RuPaul’s statements, not so unwittingly, reinforce gatekeeping within the drag community. In an interview with them, Creme Fatale, a biologically female drag queen, aptly described the power of the RPDR franchise over professional careers: “Drag Race is really the only way for drag queens to achieve major success: It gives you a platform […] It gives you exposure to producers in music […] people working in entertainment. It puts you in the spotlight to receive opportunity.” By openly invalidating and rejecting transgender women from his shows, RuPaul is preventing trans queens from achieving the fame and success that is accessible to their AMAB counterparts.

RuPaul’s response to the uproar did not do much to help his case. He released two tweets, the first of which read: “Each morning I pray to set aside everything I THINK I know, so I may have an open mind and a new experience. I understand and regret the hurt I have caused. The trans community are heroes of our shared LGBTQ movement. You are my teachers.” The tweet was a PR olive branch, but an ineffective one in my opinion, reading as a simple placation that was all talk and no action.

The second tweet, however, exacerbated the situation: “In the 10 years we’ve been casting Drag Race, the only thing we’ve ever screened for is charisma uniqueness nerve and talent. And that will never change.” This was accompanied by Ellsworth Kelly’s 1953 painting, Train Landscape.

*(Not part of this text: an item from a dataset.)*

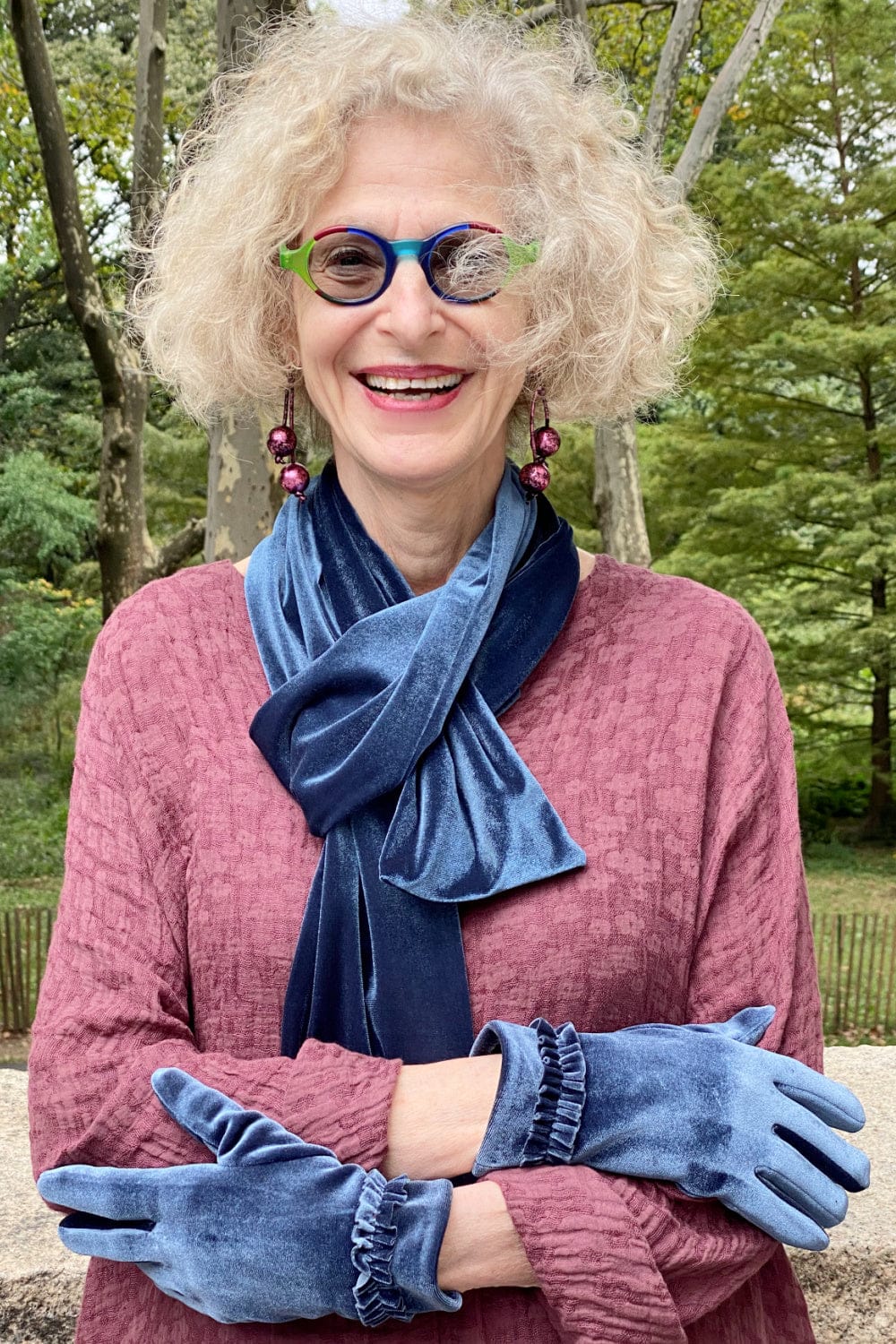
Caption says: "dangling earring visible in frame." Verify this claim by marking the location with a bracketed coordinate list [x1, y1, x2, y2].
[267, 370, 310, 500]
[520, 387, 560, 497]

The piece is an abstract representation of fields seen from a moving train, depicted by three horizontal blocks of color. The painting bears a striking resemblance to the format of queer pride flags. This, coupled with RuPaul’s track record of transphobia, caused many to believe that he ignorantly mistook the painting for the transgender pride flag. He has not released a statement about this issue or his intent with the photo.

Supporters of RuPaul have argued that the painting was an intentional choice to illustrate a point: that things are far more simplistic than people make them out to be. As an art history major, this strikes me as nonsense. Train Landscape is an abstract representational painting, meant to take reality and conceptualize it in another form.

Kelly took the streaking landscape seen from a train window and reinvisioned it as horizontal blocks of color. He literally took the landscape and simplified it, the exact opposite of RuPaul’s supporters’ reasoning. The argument that this painting was picked to exemplify blowing a simple issue out of proportion is embarrassingly superficial and uninformed. And, it completely ignores the accepted ideas and interpretations of abstract art.

Trans queens are being barred from and discriminated against by the governing institution of drag. Yet RuPaul supporters are suggesting that trans people are overreacting. The modern queer community was created as a safe, loving and inclusive space. The behavior of RuPaul Charles spits on these values and makes us just as bad as the bigots we try to rise above.